Microsoft has claimed pirated software saves its users in developing countries more than $2.9 billion (£1.83 billion) annually following its study of manufacturers in Central and Eastern Europe, Latin America and the Asia-Pacific region.
The study was done by the Keystone Strategy with results announced as part of Microsoft's Global Play Fair Day yesterday. Play Fair Day is Microsoft's attempt to raise awareness on how pirated software gives an "unfair competitive advantage" to companies that steal software compared to those that pay for it, the company says.
In the UK the Business Software Alliance has been clamping down on companies using unlicensed software, having recently doubled its bounty to workers who inform on their companies to £20,000.
'Intellectual property theft endemic'
The study singled out manufacturers deliberately in the hopes of convincing the Federal Trade Commission to initiate sanctions against users of pirated software. On November 4, the National Association of Attorneys General (NAAG), sent a letter signed by 39 to the FTC and its Bureau of Competition requesting greater enforcement of the Federal Trade Commission Act (FTCA) against foreign manufacturers using pirated software. The implication is that the FTC could ban the import or sale of goods made by these companies, or take other actions.
"Theft of intellectual property is endemic in countries to which our manufacturing jobs have been transferred. Indeed, the piracy rates for software in some of our largest trading partners are above 80% and in some cases, above 90%," the letter states.
The Keystone study determined which countries are using more pirated software and how much money is being saved annually by those using it. Among manufacturers in the "BRIC" nations, Brazil, Russia, India, China, (all regarded to be at similar stages of economic development), China was found to steal the most, the report finds, and save the most: Brazil manufacturers save $186 million annually, Russia $115 million, India $505 million and China $837 million. In India, for example, those savings translate into 215,000 jobs.
Microsoft competitors also losing out
The report also tips a hat to those playing by the rules, noting that more than 4.1 million PCs in China are paying for their software licences. The message of Play Fair Day is that competitors inside those countries are being hurt by piracy, too.
On the other hand, the study also could be seen as quantifying how much money companies are spending on software and, perhaps, the potential savings available should they opt for using less expensive alternatives such as open source.

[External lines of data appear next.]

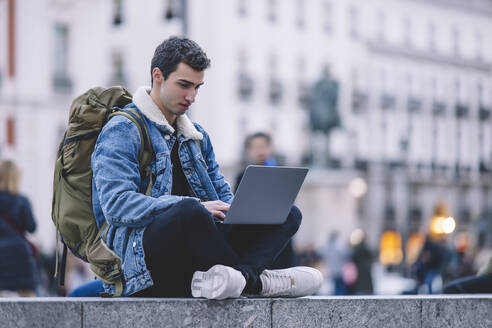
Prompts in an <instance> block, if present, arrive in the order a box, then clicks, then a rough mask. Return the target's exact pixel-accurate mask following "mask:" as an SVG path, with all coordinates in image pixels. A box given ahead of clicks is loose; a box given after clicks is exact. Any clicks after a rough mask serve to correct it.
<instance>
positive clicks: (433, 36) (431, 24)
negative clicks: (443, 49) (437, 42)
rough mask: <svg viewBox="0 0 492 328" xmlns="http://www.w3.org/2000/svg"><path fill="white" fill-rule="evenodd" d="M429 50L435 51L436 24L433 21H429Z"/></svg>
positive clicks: (435, 48) (434, 51) (431, 50)
mask: <svg viewBox="0 0 492 328" xmlns="http://www.w3.org/2000/svg"><path fill="white" fill-rule="evenodd" d="M428 29H429V50H430V51H432V52H435V51H436V25H435V24H434V23H432V22H431V23H429V25H428Z"/></svg>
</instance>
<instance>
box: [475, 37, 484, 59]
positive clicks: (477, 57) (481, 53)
mask: <svg viewBox="0 0 492 328" xmlns="http://www.w3.org/2000/svg"><path fill="white" fill-rule="evenodd" d="M475 40H476V41H475V42H476V46H475V48H476V58H477V59H478V60H482V59H483V53H482V45H483V39H482V33H480V32H477V33H476V35H475Z"/></svg>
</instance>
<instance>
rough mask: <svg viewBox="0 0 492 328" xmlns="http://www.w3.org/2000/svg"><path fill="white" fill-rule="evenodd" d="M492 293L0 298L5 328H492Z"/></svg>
mask: <svg viewBox="0 0 492 328" xmlns="http://www.w3.org/2000/svg"><path fill="white" fill-rule="evenodd" d="M491 309H492V295H477V296H442V295H440V296H408V297H400V296H394V297H382V296H374V297H362V296H361V297H309V298H297V299H246V298H245V299H234V300H225V301H209V300H203V299H150V298H147V299H143V298H142V299H136V298H120V299H101V298H92V299H91V298H30V299H26V298H2V299H0V327H2V328H3V327H8V328H14V327H29V328H31V327H32V328H36V327H67V328H79V327H81V328H89V327H98V328H99V327H115V328H125V327H130V328H137V327H282V328H284V327H378V328H380V327H412V328H413V327H419V328H420V327H422V328H427V327H428V328H431V327H432V328H439V327H467V328H468V327H470V328H472V327H484V328H485V327H487V328H489V327H492V311H491Z"/></svg>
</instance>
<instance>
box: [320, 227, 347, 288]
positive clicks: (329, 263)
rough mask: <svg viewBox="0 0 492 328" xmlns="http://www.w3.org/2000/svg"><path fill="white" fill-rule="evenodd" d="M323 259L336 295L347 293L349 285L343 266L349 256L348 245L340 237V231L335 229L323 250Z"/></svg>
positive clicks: (333, 231)
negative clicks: (339, 234)
mask: <svg viewBox="0 0 492 328" xmlns="http://www.w3.org/2000/svg"><path fill="white" fill-rule="evenodd" d="M322 256H323V261H324V263H325V265H326V267H327V268H326V269H327V271H328V273H329V276H330V278H331V280H332V282H333V285H334V287H335V290H334V294H335V295H346V294H347V286H345V282H344V279H343V274H342V268H343V265H344V264H345V262H346V261H347V257H348V249H347V246H346V245H345V244H344V243H343V242H341V241H340V240H339V238H338V232H337V231H333V232H331V233H330V236H329V237H328V242H327V243H326V246H325V247H324V249H323V252H322Z"/></svg>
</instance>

Keystone Strategy analysed data from the Bureau of Labor Statistics, the Business Software Alliance, the CIA World Factbook, government statistical reports, Microsoft research, UNIDO, software resellers and the World Bank.
Microsoft also gave a shout-out to its legitimate paying customers in BRIC nations including Hindusthan National Glass & Industries of Indian and Russian steel manufacturer Seversta. It held them up as "heroes" that also suffer an unfair disadvantage when competing against those who use pirated software.